The ACCORD trial represents an important effort to understand the limit of cardiovascular risk modification in patients with type 2 diabetes. Is it pushing the limit of the J-shaped curve or is it possible that a larger trial or one in a higher-risk population might have shown a significant benefit? A beneficial effect was seen for the secondary end point of total stroke. Although the number of stroke events during the trial were quite small (36 vs. 64). It is also possible that 5 years of followup is not enough time to see a beneficial effect and following these patients over 10 to 20 years this effect will become evident. Lowering systolic blood pressure to levels below 120 mmHg is not without risk as seen by the more frequent hypokalemia, hypotension and syncope in the intensive group. This study implies that pushing blood pressure control to levels lower than a systolic blood pressure of 120 mmHg should not be used in high-risk patients with type 2 diabetes.

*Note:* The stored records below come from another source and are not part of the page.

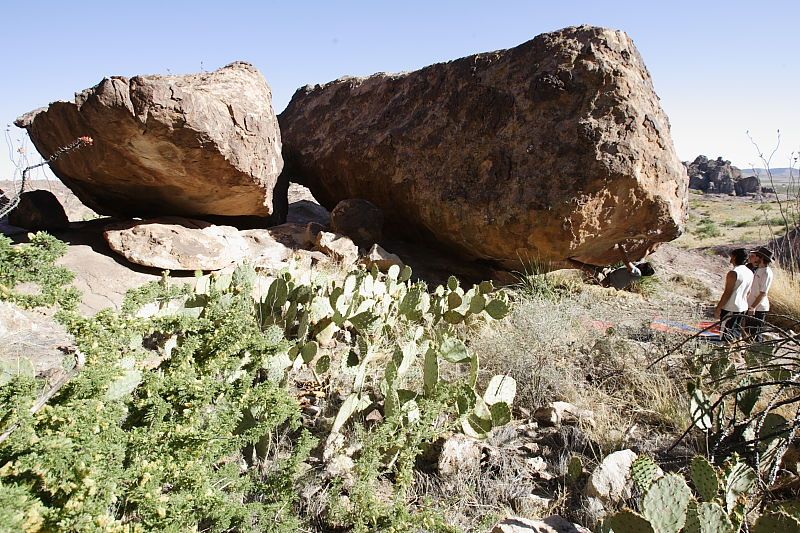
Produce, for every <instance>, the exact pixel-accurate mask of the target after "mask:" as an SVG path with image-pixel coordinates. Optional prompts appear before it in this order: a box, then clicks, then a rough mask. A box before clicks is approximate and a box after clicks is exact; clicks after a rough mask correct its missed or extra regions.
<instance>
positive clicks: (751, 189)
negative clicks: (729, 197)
mask: <svg viewBox="0 0 800 533" xmlns="http://www.w3.org/2000/svg"><path fill="white" fill-rule="evenodd" d="M733 190H734V192H735V193H736V196H747V195H748V194H761V180H760V179H758V176H747V177H746V178H742V179H740V180H738V181H735V182H734V183H733Z"/></svg>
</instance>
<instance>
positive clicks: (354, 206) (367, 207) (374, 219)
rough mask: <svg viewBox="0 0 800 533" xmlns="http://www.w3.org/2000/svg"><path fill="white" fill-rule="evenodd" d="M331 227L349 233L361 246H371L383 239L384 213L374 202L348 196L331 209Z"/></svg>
mask: <svg viewBox="0 0 800 533" xmlns="http://www.w3.org/2000/svg"><path fill="white" fill-rule="evenodd" d="M331 229H332V230H333V231H334V232H336V233H341V234H342V235H347V236H348V237H350V238H351V239H353V242H354V243H356V244H357V245H359V246H360V247H362V248H369V247H370V246H372V245H373V244H375V243H376V242H378V241H380V240H381V235H382V232H383V213H382V212H381V210H380V209H378V207H376V206H375V204H373V203H372V202H369V201H367V200H364V199H361V198H348V199H346V200H342V201H341V202H339V203H338V204H336V207H334V208H333V211H331Z"/></svg>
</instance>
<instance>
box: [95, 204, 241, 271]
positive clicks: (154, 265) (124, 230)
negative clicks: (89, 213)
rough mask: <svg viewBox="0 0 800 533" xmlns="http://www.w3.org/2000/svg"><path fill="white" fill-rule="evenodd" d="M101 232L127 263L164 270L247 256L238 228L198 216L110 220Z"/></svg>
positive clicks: (112, 249) (197, 264)
mask: <svg viewBox="0 0 800 533" xmlns="http://www.w3.org/2000/svg"><path fill="white" fill-rule="evenodd" d="M103 235H104V237H105V239H106V242H107V243H108V245H109V247H110V248H111V249H112V250H113V251H115V252H116V253H118V254H120V255H121V256H123V257H124V258H125V259H127V260H128V261H130V262H131V263H135V264H137V265H142V266H146V267H153V268H159V269H164V270H219V269H221V268H223V267H225V266H227V265H229V264H231V263H235V262H238V261H241V260H243V259H244V258H245V257H246V256H247V243H246V242H245V240H244V238H243V237H242V236H241V235H240V234H239V230H237V229H236V228H234V227H232V226H215V225H213V224H210V223H208V222H204V221H202V220H193V219H188V218H181V217H161V218H154V219H150V220H134V221H130V222H123V223H118V224H111V225H109V226H108V227H107V228H106V230H105V232H104V234H103Z"/></svg>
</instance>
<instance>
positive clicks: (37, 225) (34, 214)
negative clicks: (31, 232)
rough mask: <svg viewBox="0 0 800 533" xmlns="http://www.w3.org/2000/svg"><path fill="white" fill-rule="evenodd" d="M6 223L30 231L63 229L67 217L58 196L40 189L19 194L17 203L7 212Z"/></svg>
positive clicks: (49, 191)
mask: <svg viewBox="0 0 800 533" xmlns="http://www.w3.org/2000/svg"><path fill="white" fill-rule="evenodd" d="M8 223H9V224H11V225H13V226H18V227H20V228H25V229H27V230H30V231H40V230H44V231H54V230H56V231H57V230H63V229H66V228H67V227H68V226H69V219H68V218H67V214H66V212H65V211H64V207H63V206H62V205H61V203H60V202H59V201H58V198H56V196H55V195H54V194H53V193H51V192H50V191H45V190H42V189H39V190H36V191H27V192H24V193H22V194H21V195H20V197H19V204H18V205H17V207H15V208H14V210H13V211H11V213H9V214H8Z"/></svg>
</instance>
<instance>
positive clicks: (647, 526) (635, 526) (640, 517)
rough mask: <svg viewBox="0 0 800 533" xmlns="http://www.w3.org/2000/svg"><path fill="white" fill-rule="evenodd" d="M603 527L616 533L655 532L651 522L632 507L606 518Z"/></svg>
mask: <svg viewBox="0 0 800 533" xmlns="http://www.w3.org/2000/svg"><path fill="white" fill-rule="evenodd" d="M603 529H611V530H612V531H614V533H655V531H654V530H653V527H652V526H651V525H650V522H648V521H647V520H646V519H644V518H643V517H642V516H640V515H638V514H636V513H635V512H633V511H631V510H630V509H624V510H622V511H620V512H619V513H617V514H615V515H613V516H610V517H608V518H606V519H605V520H604V521H603Z"/></svg>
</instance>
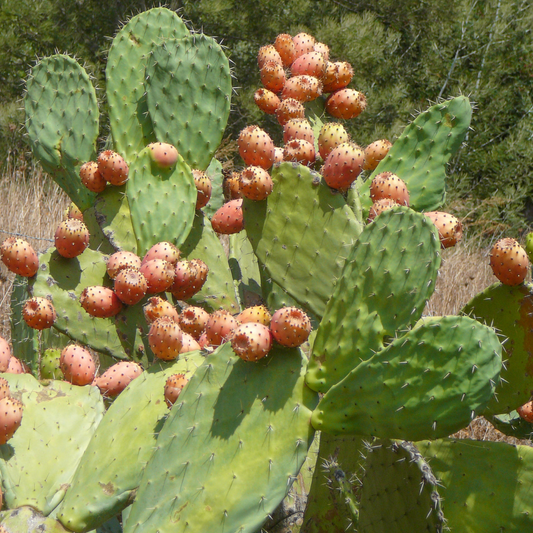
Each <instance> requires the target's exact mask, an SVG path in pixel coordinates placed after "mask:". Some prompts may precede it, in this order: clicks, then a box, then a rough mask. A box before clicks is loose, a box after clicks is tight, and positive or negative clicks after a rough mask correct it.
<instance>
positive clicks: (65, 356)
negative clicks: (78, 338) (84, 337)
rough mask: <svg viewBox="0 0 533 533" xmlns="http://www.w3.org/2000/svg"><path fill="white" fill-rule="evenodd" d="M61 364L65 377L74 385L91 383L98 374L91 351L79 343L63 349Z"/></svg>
mask: <svg viewBox="0 0 533 533" xmlns="http://www.w3.org/2000/svg"><path fill="white" fill-rule="evenodd" d="M59 366H60V368H61V372H63V375H64V376H65V379H66V380H67V381H68V382H70V383H72V384H73V385H80V386H83V385H89V384H91V383H92V382H93V380H94V377H95V375H96V364H95V362H94V359H93V356H92V355H91V352H89V350H87V349H86V348H84V347H83V346H80V345H79V344H69V345H68V346H66V347H65V348H63V350H62V351H61V357H60V359H59Z"/></svg>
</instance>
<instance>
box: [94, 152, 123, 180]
mask: <svg viewBox="0 0 533 533" xmlns="http://www.w3.org/2000/svg"><path fill="white" fill-rule="evenodd" d="M97 162H98V171H99V172H100V175H101V176H102V177H103V178H104V179H105V180H106V181H107V182H108V183H111V185H116V186H119V185H124V184H125V183H126V182H127V181H128V174H129V168H128V164H127V163H126V161H124V158H123V157H122V156H121V155H120V154H117V153H116V152H113V150H105V151H104V152H102V153H101V154H99V155H98V161H97Z"/></svg>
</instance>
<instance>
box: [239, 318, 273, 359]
mask: <svg viewBox="0 0 533 533" xmlns="http://www.w3.org/2000/svg"><path fill="white" fill-rule="evenodd" d="M231 347H232V348H233V351H234V352H235V353H236V354H237V355H238V356H239V357H240V358H241V359H244V360H245V361H259V359H262V358H263V357H265V356H266V355H268V352H269V351H270V348H271V347H272V332H271V331H270V328H269V327H268V326H265V325H264V324H259V323H256V322H247V323H246V324H241V325H239V326H237V328H235V330H234V332H233V336H232V337H231Z"/></svg>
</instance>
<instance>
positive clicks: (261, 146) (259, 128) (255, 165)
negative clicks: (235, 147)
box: [237, 126, 274, 169]
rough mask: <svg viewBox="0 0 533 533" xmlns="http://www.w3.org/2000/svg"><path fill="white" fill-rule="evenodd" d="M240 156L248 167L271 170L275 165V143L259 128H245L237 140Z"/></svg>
mask: <svg viewBox="0 0 533 533" xmlns="http://www.w3.org/2000/svg"><path fill="white" fill-rule="evenodd" d="M237 144H238V145H239V154H240V156H241V157H242V159H243V161H244V162H245V163H246V165H247V166H250V165H253V166H257V167H262V168H265V169H267V168H270V167H271V166H272V164H273V163H274V142H273V141H272V139H271V138H270V136H269V135H268V133H266V132H265V131H263V130H262V129H261V128H259V127H258V126H247V127H246V128H244V129H243V130H242V131H241V132H240V134H239V138H238V140H237Z"/></svg>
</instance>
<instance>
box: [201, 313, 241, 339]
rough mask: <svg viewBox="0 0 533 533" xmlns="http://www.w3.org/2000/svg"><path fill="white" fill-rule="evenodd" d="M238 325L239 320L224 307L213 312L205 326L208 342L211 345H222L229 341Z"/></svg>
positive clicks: (205, 330) (205, 332)
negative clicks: (238, 321) (218, 309)
mask: <svg viewBox="0 0 533 533" xmlns="http://www.w3.org/2000/svg"><path fill="white" fill-rule="evenodd" d="M238 325H239V324H238V322H237V320H236V319H235V318H234V317H233V316H232V315H231V314H230V313H229V312H228V311H225V310H224V309H219V310H218V311H215V312H214V313H211V315H210V316H209V319H208V320H207V324H206V328H205V334H206V337H207V341H208V343H209V344H210V345H211V346H220V345H221V344H222V343H224V342H227V341H229V340H230V339H231V337H232V335H233V330H234V329H235V328H236V327H237V326H238Z"/></svg>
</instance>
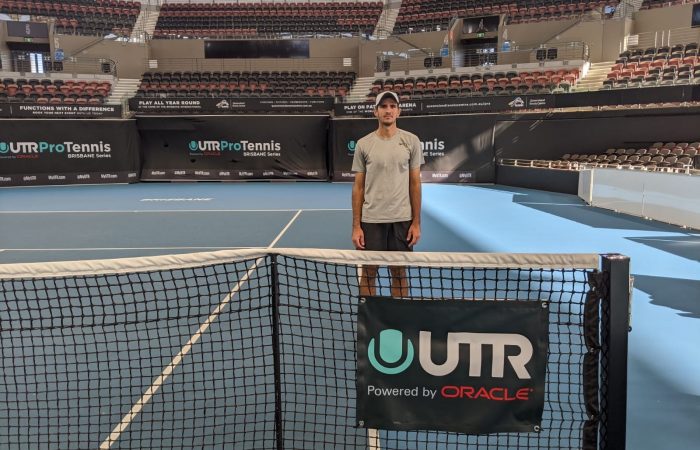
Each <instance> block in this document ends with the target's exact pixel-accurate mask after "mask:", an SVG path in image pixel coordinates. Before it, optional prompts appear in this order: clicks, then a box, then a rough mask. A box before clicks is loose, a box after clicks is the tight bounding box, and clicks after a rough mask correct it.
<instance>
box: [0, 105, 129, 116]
mask: <svg viewBox="0 0 700 450" xmlns="http://www.w3.org/2000/svg"><path fill="white" fill-rule="evenodd" d="M0 115H1V116H2V117H16V118H29V117H37V118H47V119H48V118H56V119H58V118H71V119H75V118H93V119H94V118H100V117H114V118H121V116H122V107H121V106H120V105H48V104H39V103H23V102H12V103H3V104H0Z"/></svg>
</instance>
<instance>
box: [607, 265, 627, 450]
mask: <svg viewBox="0 0 700 450" xmlns="http://www.w3.org/2000/svg"><path fill="white" fill-rule="evenodd" d="M601 268H602V270H603V272H605V273H607V274H609V277H608V290H607V293H606V295H605V296H604V297H603V302H602V321H601V322H602V328H601V338H602V339H601V341H602V350H603V355H602V361H601V365H602V369H603V370H602V372H601V378H602V383H603V385H604V386H603V390H602V393H601V406H602V410H603V423H602V427H601V430H600V432H601V436H600V449H601V450H606V449H610V450H612V449H624V448H625V441H626V425H627V333H628V332H629V326H630V318H629V313H630V289H631V285H630V259H629V257H627V256H623V255H618V254H609V255H602V261H601Z"/></svg>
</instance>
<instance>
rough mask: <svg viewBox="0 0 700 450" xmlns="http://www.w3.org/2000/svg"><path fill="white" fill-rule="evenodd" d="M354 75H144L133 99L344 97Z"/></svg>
mask: <svg viewBox="0 0 700 450" xmlns="http://www.w3.org/2000/svg"><path fill="white" fill-rule="evenodd" d="M354 81H355V73H354V72H342V71H341V72H335V71H330V72H326V71H318V72H316V71H272V72H266V71H262V72H258V71H251V72H245V71H244V72H238V71H232V72H228V71H224V72H189V71H182V72H180V71H175V72H147V73H145V74H143V77H142V79H141V84H140V86H139V89H138V91H137V92H136V97H138V98H142V97H221V96H223V97H228V96H242V97H246V96H247V97H259V96H264V97H270V96H274V97H296V96H334V97H344V96H345V95H346V94H347V93H348V91H349V90H350V88H351V86H352V84H353V83H354Z"/></svg>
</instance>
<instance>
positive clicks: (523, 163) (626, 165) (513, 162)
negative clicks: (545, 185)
mask: <svg viewBox="0 0 700 450" xmlns="http://www.w3.org/2000/svg"><path fill="white" fill-rule="evenodd" d="M498 164H499V165H502V166H516V167H532V168H538V169H553V170H571V171H579V170H586V169H594V168H601V167H606V168H612V169H618V170H641V171H644V172H664V173H677V174H683V175H700V170H698V169H695V168H693V166H692V165H690V164H685V165H683V167H660V166H655V165H651V166H644V165H631V164H624V163H622V164H608V163H591V162H586V163H581V162H576V161H563V160H548V159H509V158H501V159H499V160H498Z"/></svg>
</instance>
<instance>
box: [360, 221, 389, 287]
mask: <svg viewBox="0 0 700 450" xmlns="http://www.w3.org/2000/svg"><path fill="white" fill-rule="evenodd" d="M360 226H361V227H362V232H363V233H364V234H365V250H371V251H386V250H387V233H389V232H390V227H389V225H388V224H385V223H366V222H362V223H361V224H360ZM377 272H378V267H377V266H362V275H361V276H360V295H376V293H377Z"/></svg>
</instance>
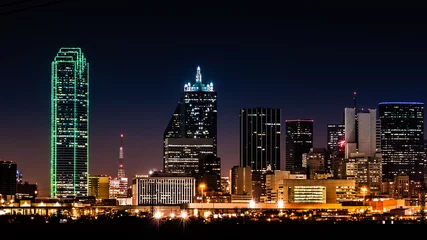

However, the findings do not answer the question as to what the optimal blood pressure target is for these patients. Furthermore, this trial excluded patients with significant kidney disease. A comforting fact from the trial is that the overall cardiovascular event rate was low in both groups, showing what can be achieved with good treatment strategies. For now, we can continue to aggressively treat blood pressure to less than 130/80 in patients with type 2 diabetes, but pushing this to less than 120/80 does not provide added benefits.